Poll: Growing Number of Married U.S. Households ‘Egalitarian’ in Earnings
A growing number of U.S. households are “egalitarian” in that the husband and wife bring home the same amount of money, a Pew Research survey found.
The survey found that married men, across the board, remain the main breadwinner in the family — 55 percent. However, the percentage of egalitarian households — where the husband and wife bring in the same amount of income — is on the rise.
According to the data, the “share of women who earn as much as or significantly more than their husband has roughly tripled over the past 50 years,” as couples in 29 percent of marriages bring in the same amount of monetary contributions to the family. Just 16 percent of married couples see the wife as the primary breadwinner of the family.
Further, the data showed men as the “sole” breadwinner dropping over the last 50 years. In 1972, men were the sole breadwinners in 49 percent of marriages. That has changed drastically; in modern day, less than a quarter of men, 23 percent, are the only breadwinners of their families. Just six percent of marriages see the wife as the “sole” financial provider.
However, while there is a clear rise in egalitarianism among married couples’ financial situations, the balance in home life still lacks, as women still tend to take on more household duties.
According to the survey:
This is true in egalitarian marriages – where both spouses earn roughly the same amount of money – and in marriages where the wife is the primary earner. The only marriage type where husbands devote more time to caregiving than their wives is one in which the wife is the sole breadwinner. In those marriages, wives and husbands spend roughly the same amount of time per week on household chores.
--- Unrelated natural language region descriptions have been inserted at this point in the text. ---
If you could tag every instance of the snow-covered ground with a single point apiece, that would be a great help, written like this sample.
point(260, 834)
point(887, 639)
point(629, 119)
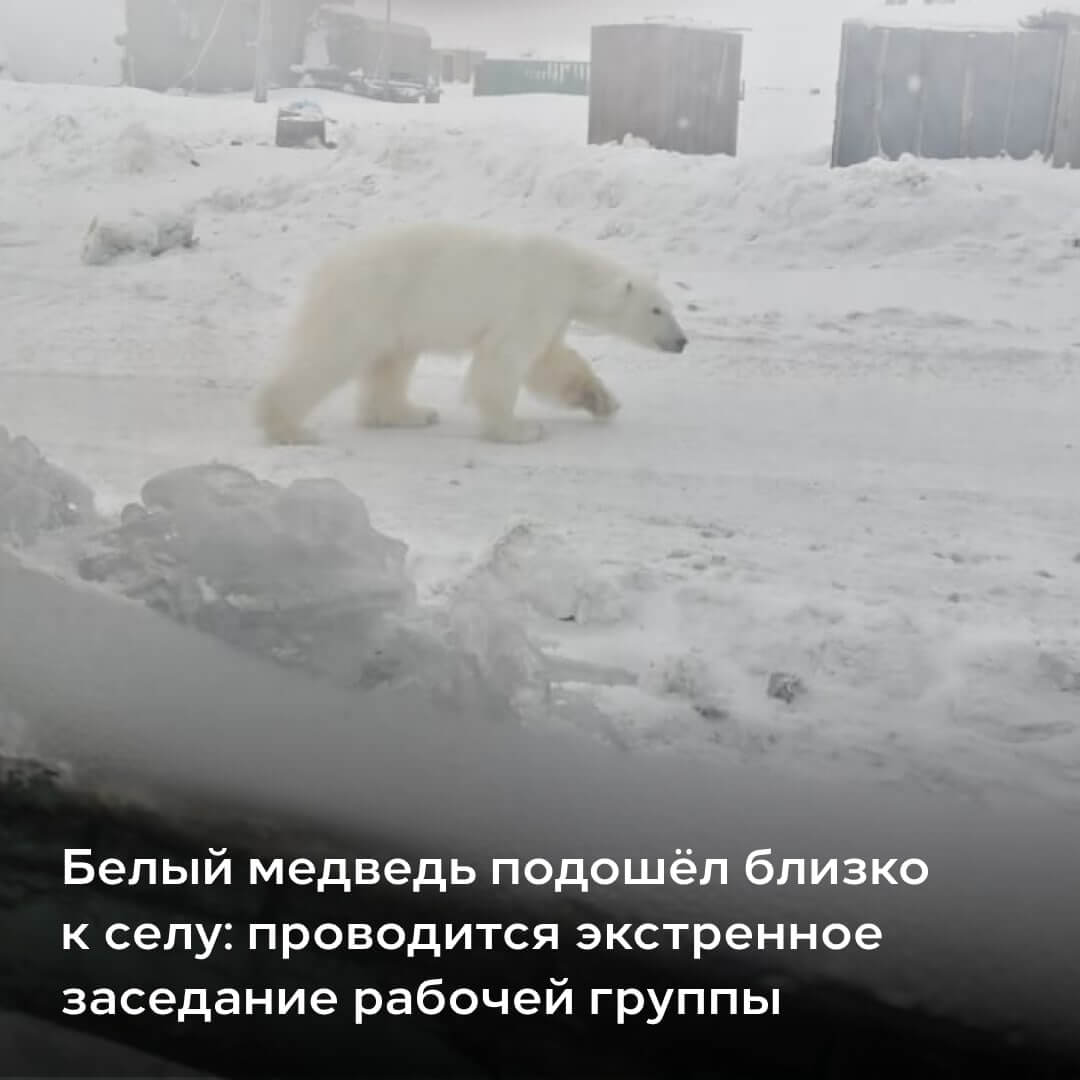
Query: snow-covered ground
point(863, 473)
In egalitarian and breadwinner wife marriages, husbands spend considerably more time on leisure activities than wives. Husbands in egalitarian marriages spend about 3.5 hours more per week on leisure activities than wives do. Wives in these marriages spend roughly 2 hours more per week on caregiving than husbands do and about 2.5 hours more on housework. In marriages where wives are the primary earners, husbands’ leisure time increases significantly (compared with egalitarian marriages), while the time they spend on caregiving and housework stays about the same. When wives are the sole earners, the amount of time husbands spend on caregiving and housework does tick up somewhat.
The survey also found that the perceived value of these contributions — at both work and home — differ. For instance, only seven percent believe society “values men’s contributions at home more than those at work,” while 31 percent said society values women’s contributions at home more than work. Further, most Americans, 77 percent, believe parents should be focused “equally” on work and home for the sake of their children, while just 19 percent believe in the more traditional role of the mother focusing more on the home and the father focusing more on work.
The survey was taken January 18-24, 2023, among 5,152 U.S. adults and comes well over two years into President Joe Biden’s presidency, where Americans have experienced prolonged inflation, triggering financial strains across the board. A recent Wall Street Journal survey found 64 percent of registered voters indicating that high inflation is placing a strain on their finances.
As Breitbart News reported:
Across household incomes, 26 percent of voters earning between $100,001 and $150,00 reported that surging inflation is imposing major financial pressures on their families, a seven percent increase from August and 12 percent from March.
Fifty-four percent of respondents earning under $60,000 say they were experiencing major financial strains, up three percent from August and seven percent from March.
A recent Gallup survey also found Americans most worried about inflation and the economy.